La reducción de costes salariales no es la única medida posible para incrementar el empleo, pero sí es una de ellas, seguramente de las más importantes y las más rápidas: lleva bastante más tiempo y es más difícil crear empresas, hacerlas más competitivas mediante mejor organización y tecnología, o incrementar el capital intelectual de los trabajadores.

De la crisis, sus causas, efectos y posibles remedios, se dice mucho en muchos sitios. Los cambios en las leyes laborales son parte de los remedios para atajar esta crisis: pero probablemente el texto de esas leyes no es el sitio adecuado para hacer discursos sobre la misma.

La limitación de la conocida como ultraactividad (es decir, la prórroga automática del convenio mientras se negocia el siguiente) tiene efectos muy dañinos porque puede provocar un vacío de regulación, especialmente en el caso de las pequeñas empresas sujetas a convenio sectorial y con mayores dificultades para negociar en el ámbito empresarial. De nuevo aparece la idea de señalar a las instituciones como los impedimentos al buen funcionamiento del mercado, en este caso, el laboral.

Pobres pequeñas empresas que no pueden negociar en su propio ámbito y necesitan sabios intervencionistas que los guíen hacia la imposición del convenio sectorial…

Las instituciones estatales, efectivamente, suelen ser impedimentos al buen funcionamiento del mercado: es correcto.

El descrédito que se hace de la negociación colectiva es aplastante. El primer paso es la descentralización (esta prevalencia del convenio empresarial) y el siguiente, la individualización de las relaciones laborales (desaparición del convenio colectivo), donde el desequilibrio de poderes ente ambas partes es más que evidente.

La negociación colectiva se merece el descrédito, y probablemente se quede corto.
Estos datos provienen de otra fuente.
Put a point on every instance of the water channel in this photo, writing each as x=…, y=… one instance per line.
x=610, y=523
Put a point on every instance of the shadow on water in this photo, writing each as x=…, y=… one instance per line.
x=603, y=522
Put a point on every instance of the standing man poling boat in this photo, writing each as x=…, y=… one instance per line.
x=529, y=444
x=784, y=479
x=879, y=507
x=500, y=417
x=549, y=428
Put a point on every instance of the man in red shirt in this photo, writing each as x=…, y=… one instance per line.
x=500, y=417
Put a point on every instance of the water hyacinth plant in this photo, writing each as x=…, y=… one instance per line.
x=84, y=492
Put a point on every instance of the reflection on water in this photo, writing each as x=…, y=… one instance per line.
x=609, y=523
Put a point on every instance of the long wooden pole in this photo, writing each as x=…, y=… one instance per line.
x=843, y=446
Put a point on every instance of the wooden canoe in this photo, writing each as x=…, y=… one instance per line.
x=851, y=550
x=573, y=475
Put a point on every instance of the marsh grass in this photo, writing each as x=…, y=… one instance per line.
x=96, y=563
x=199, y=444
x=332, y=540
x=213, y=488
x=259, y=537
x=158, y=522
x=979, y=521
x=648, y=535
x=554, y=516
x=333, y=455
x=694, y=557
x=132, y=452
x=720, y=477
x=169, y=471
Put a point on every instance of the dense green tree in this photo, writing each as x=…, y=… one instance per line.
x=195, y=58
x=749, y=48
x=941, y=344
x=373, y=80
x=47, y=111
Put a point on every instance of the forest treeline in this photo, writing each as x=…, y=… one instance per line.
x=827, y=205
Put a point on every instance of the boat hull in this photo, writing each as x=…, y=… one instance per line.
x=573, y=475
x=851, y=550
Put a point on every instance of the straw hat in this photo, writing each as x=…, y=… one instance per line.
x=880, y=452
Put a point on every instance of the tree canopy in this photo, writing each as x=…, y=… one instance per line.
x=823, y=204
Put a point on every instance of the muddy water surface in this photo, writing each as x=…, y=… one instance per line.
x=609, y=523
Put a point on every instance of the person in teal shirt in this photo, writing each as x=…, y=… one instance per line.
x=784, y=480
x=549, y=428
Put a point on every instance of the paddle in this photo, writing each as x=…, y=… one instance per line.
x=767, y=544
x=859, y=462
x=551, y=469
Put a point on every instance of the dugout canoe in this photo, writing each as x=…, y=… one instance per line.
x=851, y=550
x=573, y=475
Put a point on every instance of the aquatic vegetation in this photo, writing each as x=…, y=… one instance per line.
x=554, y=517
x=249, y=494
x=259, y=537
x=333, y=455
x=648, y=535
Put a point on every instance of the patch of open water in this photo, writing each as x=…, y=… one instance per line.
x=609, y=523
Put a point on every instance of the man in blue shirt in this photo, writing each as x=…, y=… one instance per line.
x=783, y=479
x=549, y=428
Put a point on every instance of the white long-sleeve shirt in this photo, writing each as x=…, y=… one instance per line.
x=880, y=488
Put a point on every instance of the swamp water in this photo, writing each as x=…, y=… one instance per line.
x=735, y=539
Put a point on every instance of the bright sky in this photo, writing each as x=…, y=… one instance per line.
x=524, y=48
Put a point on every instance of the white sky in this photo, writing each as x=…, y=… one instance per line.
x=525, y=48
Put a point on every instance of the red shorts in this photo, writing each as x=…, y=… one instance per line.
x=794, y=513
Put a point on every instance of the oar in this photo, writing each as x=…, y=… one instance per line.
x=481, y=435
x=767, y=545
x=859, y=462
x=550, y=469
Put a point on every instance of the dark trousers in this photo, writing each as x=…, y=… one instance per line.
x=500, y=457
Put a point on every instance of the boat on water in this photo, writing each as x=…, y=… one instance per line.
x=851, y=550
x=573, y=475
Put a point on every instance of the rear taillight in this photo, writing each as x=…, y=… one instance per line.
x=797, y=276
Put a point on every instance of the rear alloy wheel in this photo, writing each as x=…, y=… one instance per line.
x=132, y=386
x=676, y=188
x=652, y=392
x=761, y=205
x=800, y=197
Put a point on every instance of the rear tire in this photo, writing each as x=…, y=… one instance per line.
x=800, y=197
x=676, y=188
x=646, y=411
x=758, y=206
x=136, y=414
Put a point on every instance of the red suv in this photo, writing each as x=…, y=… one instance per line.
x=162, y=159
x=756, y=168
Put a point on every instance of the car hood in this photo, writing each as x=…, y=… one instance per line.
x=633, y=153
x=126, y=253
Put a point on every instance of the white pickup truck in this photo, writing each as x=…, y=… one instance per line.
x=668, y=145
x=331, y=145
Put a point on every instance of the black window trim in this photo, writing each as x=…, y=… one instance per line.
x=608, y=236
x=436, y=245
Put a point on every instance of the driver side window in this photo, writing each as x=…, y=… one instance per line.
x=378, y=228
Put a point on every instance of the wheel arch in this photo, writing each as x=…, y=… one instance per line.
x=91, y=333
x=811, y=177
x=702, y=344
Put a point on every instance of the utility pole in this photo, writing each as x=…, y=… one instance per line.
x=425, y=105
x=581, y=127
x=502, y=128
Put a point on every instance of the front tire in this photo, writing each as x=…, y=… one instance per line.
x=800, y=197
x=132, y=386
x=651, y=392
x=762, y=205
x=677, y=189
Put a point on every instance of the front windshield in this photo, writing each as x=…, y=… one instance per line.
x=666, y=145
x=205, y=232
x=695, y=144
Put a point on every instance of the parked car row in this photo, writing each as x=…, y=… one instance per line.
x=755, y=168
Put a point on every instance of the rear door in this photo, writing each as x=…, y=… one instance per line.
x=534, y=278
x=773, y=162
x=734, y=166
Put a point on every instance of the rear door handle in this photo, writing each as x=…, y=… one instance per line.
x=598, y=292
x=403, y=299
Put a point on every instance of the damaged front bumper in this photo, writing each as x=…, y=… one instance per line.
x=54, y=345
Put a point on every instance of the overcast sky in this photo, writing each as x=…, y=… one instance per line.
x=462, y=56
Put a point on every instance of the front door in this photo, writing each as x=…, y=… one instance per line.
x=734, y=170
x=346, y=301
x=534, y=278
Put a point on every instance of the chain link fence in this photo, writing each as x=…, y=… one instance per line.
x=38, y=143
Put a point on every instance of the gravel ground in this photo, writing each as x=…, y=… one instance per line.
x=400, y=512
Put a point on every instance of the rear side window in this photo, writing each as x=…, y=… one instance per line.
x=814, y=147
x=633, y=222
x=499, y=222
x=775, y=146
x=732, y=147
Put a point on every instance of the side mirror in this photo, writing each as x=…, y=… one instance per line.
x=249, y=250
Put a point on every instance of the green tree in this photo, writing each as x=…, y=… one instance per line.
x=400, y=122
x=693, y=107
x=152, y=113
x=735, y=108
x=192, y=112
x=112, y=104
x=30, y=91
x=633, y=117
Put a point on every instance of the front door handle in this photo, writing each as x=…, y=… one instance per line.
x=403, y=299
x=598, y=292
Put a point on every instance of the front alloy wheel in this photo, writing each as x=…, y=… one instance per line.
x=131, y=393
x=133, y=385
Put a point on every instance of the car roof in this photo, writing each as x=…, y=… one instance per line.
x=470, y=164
Plantearse la individualización de las relaciones laborales es tabú, y cualquier paso en esa dirección es algo muy peligroso, una pendiente resbaladiza hacia el desastre total…

El desequilibrio de poderes entre las partes es evidente, sí: la empresa no puede funcionar sin trabajadores, mientras que cada trabajador podría establecerse por su cuenta; la empresa tiene un capital inmovilizado y unos costes fijos que debe intentar amortizar; el trabajador sabe de lo que es capaz y cuál es su actitud respecto al trabajo productivo, mientras que la empresa debe intentar averiguarlo. La empresa podría escoger entre muchos trabajadores, igual que el trabajador puede escoger entre muchas empresas: si hay más empresas que trabajadores es porque normalmente una empresa emplea muchos trabajadores mientras que un trabajador está en una sola empresa. Las empresas son más grandes y poderosas que cada trabajador individual porque están formadas por muchos accionistas y trabajadores previos y tienen una historia de éxito detrás: sin embargo el tamaño puede hacerlas inertes o difíciles de dirigir eficientemente. El trabajador individual no tiene ataduras con nadie y no necesita coordinarse con otros.

[…] resulta necesario recuperar la razón de ser de la negociación colectiva. Porque no es un impedimento para que las empresas puedan ajustar sus plantillas y modificar las condiciones de trabajo de forma arbitraria. La negociación colectiva es el medio por el que los protagonistas de las relaciones laborales (empleadores y trabajadores) pactan las condiciones de trabajo, cómo quieren que sea esa relación. Y la negociación colectiva es el mejor medio para equilibrar los poderes a la hora de negociar. En juego está la paz social, porque romper la negociación colectiva es romper, precisamente, el equilibrio.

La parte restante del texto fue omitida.